Biomarkers in neonates receiving potential nephrotoxic drugs.

OBJECTIVE

Novel biomarkers, such as kidney injury molecule-1 (KIM-1), cystatin, and neutrophil gelatinase-associated lipocalin (NGAL) were shown to predict acute kidney injury (AKI) earlier than serum creatinine in critically ill. We carried out the present study to evaluate these biomarkers in addition to conventional in our neonates.

PATIENTS AND METHODS

We recruited 70 neonates of various gestational age groups receiving one or more potential nephrotoxic drug/s. Daily urine samples were collected for estimating KIM-1, cystatin, and NGAL. Modified neonatal kidney disease improving global outcomes (mKDIGO) classification was used in defining AKI.

RESULTS

A significant trend in increased urine concentrations of KIM-1, cystatin, and NGAL were observed as we proceed from term to preterm categories.
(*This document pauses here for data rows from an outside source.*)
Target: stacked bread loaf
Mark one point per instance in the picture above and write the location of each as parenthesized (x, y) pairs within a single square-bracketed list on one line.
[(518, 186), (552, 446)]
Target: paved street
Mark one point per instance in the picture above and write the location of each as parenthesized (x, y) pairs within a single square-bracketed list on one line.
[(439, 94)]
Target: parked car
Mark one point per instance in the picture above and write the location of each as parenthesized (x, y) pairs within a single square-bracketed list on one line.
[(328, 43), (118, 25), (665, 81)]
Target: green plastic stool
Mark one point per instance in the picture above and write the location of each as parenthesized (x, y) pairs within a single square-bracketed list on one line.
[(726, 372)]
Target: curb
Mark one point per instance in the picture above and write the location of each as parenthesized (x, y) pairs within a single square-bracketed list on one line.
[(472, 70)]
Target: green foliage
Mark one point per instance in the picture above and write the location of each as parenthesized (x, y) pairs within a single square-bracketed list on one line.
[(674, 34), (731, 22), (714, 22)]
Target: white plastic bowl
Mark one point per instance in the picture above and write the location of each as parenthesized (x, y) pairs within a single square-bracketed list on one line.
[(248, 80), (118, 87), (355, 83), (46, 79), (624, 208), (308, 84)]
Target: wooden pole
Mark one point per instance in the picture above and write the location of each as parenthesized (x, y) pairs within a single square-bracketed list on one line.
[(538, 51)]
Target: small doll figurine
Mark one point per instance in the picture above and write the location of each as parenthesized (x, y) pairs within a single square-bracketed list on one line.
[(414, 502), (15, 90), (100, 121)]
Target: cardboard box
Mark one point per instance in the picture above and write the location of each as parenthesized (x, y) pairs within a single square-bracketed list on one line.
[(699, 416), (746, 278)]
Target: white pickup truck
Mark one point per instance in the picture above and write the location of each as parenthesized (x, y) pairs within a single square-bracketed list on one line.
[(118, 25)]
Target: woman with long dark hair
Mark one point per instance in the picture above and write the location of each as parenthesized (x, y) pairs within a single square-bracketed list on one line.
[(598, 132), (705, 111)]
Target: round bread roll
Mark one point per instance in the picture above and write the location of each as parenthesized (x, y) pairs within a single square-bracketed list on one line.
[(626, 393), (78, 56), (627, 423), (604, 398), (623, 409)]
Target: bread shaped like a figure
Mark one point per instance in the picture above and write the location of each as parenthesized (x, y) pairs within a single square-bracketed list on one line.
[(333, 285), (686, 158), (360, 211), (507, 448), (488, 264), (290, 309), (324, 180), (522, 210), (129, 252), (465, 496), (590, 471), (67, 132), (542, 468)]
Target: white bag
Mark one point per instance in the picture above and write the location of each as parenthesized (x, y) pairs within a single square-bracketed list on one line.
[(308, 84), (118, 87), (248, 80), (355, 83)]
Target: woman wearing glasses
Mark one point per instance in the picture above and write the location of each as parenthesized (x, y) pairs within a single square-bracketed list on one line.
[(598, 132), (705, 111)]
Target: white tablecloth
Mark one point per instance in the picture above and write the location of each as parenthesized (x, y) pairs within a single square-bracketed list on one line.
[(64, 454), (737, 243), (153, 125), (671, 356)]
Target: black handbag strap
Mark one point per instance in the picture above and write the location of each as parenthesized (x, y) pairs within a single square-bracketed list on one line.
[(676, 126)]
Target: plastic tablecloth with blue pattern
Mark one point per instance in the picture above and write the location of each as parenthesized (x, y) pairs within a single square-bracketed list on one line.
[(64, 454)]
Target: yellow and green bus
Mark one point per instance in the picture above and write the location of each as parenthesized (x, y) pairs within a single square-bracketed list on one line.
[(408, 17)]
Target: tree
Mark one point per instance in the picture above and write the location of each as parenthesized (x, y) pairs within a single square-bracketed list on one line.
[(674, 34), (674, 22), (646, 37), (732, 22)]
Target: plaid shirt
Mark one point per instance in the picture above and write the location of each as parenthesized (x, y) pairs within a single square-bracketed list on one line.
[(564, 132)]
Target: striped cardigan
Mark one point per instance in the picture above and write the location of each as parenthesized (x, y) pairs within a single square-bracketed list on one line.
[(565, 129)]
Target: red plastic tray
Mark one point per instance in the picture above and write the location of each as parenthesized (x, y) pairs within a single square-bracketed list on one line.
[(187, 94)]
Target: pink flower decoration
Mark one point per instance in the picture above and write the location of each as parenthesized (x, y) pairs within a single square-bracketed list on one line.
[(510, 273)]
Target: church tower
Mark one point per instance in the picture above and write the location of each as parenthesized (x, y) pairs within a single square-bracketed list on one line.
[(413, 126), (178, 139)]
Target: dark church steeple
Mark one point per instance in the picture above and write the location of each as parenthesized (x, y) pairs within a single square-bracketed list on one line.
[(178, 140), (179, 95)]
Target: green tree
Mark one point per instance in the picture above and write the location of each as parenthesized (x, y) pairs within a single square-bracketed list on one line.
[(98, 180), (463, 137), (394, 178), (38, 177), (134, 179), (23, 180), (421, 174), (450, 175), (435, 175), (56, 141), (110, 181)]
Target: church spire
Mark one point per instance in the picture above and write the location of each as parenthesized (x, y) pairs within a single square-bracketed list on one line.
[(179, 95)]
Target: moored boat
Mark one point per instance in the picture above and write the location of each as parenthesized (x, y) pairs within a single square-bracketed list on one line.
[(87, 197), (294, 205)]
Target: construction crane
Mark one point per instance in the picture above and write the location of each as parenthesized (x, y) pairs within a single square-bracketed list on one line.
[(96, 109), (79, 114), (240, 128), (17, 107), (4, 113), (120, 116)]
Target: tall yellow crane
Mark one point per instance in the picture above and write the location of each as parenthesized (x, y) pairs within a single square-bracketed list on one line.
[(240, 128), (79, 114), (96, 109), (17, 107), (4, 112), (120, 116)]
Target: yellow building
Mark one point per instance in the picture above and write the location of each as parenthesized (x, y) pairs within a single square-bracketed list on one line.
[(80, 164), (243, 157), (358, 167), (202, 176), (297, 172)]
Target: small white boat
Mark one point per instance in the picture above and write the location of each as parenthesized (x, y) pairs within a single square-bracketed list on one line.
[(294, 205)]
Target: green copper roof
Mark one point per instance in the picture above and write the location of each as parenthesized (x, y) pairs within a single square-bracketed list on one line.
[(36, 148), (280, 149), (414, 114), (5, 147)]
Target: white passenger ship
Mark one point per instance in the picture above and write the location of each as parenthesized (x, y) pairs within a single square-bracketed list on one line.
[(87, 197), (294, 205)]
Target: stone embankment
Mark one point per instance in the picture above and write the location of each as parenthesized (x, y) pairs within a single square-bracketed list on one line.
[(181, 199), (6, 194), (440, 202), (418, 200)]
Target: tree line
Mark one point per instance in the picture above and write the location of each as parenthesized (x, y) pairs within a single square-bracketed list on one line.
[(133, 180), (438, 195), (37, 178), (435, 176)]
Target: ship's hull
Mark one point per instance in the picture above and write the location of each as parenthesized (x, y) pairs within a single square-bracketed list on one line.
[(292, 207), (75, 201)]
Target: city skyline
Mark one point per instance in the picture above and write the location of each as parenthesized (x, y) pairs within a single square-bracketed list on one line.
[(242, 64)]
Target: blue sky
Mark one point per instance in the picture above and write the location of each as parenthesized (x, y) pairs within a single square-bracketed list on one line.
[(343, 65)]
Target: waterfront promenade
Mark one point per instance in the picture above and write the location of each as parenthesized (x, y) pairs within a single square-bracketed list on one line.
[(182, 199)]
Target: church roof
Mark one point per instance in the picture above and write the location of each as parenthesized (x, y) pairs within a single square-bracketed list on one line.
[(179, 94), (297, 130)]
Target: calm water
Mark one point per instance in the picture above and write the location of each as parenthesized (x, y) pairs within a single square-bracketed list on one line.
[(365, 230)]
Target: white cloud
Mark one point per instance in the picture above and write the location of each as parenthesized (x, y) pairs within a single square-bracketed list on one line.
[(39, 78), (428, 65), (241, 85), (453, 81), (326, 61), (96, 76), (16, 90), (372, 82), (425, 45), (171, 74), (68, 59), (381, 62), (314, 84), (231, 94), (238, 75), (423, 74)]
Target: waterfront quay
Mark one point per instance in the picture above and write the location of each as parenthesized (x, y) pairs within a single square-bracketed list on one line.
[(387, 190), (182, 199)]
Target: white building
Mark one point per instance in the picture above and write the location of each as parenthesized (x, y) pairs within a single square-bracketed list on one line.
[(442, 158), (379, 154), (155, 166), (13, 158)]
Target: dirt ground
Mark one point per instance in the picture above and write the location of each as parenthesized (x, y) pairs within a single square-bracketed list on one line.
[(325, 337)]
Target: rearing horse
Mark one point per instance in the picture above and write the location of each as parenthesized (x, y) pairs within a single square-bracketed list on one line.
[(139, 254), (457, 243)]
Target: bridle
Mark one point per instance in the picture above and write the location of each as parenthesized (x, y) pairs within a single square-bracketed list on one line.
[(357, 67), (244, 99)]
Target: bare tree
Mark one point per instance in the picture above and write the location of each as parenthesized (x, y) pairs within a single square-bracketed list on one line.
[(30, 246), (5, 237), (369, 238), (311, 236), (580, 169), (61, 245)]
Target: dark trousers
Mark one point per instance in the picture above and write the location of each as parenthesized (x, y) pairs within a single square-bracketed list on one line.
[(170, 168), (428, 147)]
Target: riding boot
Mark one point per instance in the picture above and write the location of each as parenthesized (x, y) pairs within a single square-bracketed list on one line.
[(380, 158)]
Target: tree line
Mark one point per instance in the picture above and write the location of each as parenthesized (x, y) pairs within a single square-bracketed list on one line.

Strong positive correlation was observed between urine albumin and urine albumin creatinine ratio (ACR), and strong negative correlations between urine creatinine and urine cystatin, and between urine creatinine with urine NGAL. A moderate positive correlation was observed between urine KIM-1 and urine cystatin, between urine KIM-1 and urine NGAL, and between urine cystatin and urine NGAL; and a moderate negative correlation was observed between urine creatinine and urine KIM-1. Seven neonates met the mKDIGO criteria for AKI and ROC plot revealed that baseline KIM-1 and NGAL can significantly predict possible drug-induced AKI in neonates.

CONCLUSIONS

Urine KIM-1, cystatin, and NGAL are significantly correlated with several other conventional biomarkers that reflect renal function in critically ill neonates. Baseline urine KIM-1 and NGAL concentrations can predict the AKI following potential nephrotoxic drug use in this population.